Guo, Zuojun, et al., used Coloumb area approximation (CFA) and Level-Set Variational Implicit-Solvent Model (VISM) for determining protein binding surfaces. Most small molecules tend to bind to hydrophobic pockets with complex topology on the surface of proteins. In this method, the dissolution process of molecules was described by minimizing the solvation free energy of solute-solvent interfaces. Surface tension, electrostatic and van der Waals interactions were calculated using an implicit solvent model. In this way, the depth, volume and hydrophobic properties of binding pockets could be rapidly determined [147]. Furthermore, Feig and co-workers performed DNA and DNA-protein simulations using the GBMV model. The effect of salt presence was also evaluated. Obtained results were analyzed by comparing them with explicit solvent simulations and experimental data. Simulations performed with the default radius set in CHARMM were calculated using root mean square deviations.
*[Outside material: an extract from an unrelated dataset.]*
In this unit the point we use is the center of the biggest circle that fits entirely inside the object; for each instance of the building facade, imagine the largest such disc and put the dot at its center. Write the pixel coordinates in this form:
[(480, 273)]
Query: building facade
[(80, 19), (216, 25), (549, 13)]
The DNA structure remained stable throughout the simulation. The simulated structure was quite similar to the experimental structure. When the standard helical parameters were examined, it was seen that they are in good agreement with the average helical parameters obtained from explicit solvent simulations, but the standard deviations are two times larger. Since implicit solvent models capture the effects of water molecules in less detail, a higher degree of oscillation was observed [148].

In a study by Prabhu et al., a hybrid implicit water solvation model was developed for DNA and RNA molecular simulations. Specifically, Finite Difference Poisson–Boltzmann (FDPB) and GB models were generally applied in cases where molecules with small net charges and ionic strength effects are not dominant. This hybrid model was developed due to the lack of detailed examination of the cases where molecules carry high charges. In the FDBP model, the ionic strength was set to zero, thus reducing it to the finite-difference Poisson (PDB) model. Ions were explicitly treated as solvents. Since ions constitute a smaller part of the total number of the system, this explicit approach did not increase the computational power significantly. It was observed that long-term stability was provided in simulations performed on B-DNA dodecamers and decamers and tetraloop RNA molecules. Similar results were obtained for explicit water simulations. In the analyses performed with the CURVES DNA structure analysis program, it was observed that there was no statistically significant difference in 24 helicoidal and base parameters. The implicit solvent model accurately simulated the transition from A to B, and similar final stable B structures were achieved with previous studies. Results were obtained faster compared to the usage of explicit solvent models [149].

13. Future Perspectives

Implicit solvent models have been useful in biomolecular simulations and quantum mechanical calculations, yet ongoing advances in methodologies and our understanding of solvation phenomena promise to drive the field forward. A key future direction involves the integration of artificial intelligence to refine parameterization, improve transferability across diverse environments, and accelerate the development of next-generation hybrid models. Physics-guided neural networks and data-driven approaches can further enhance the predictive accuracy and computational efficiency of implicit solvation methods. Quantum computing and multi-scale modeling frameworks offer exciting opportunities for simulating large, complex biomolecular systems with accuracy. Combining quantum models with high-level electronic structure methods will enable the study of challenging processes such as enzymatic catalysis and the behavior of intrinsically disordered proteins in solution. Improved representations of solvent heterogeneity, explicit treatment of ion effects, and dynamic solvent–solute interfaces are likely to overcome limitations in modeling solvation and entropic effects.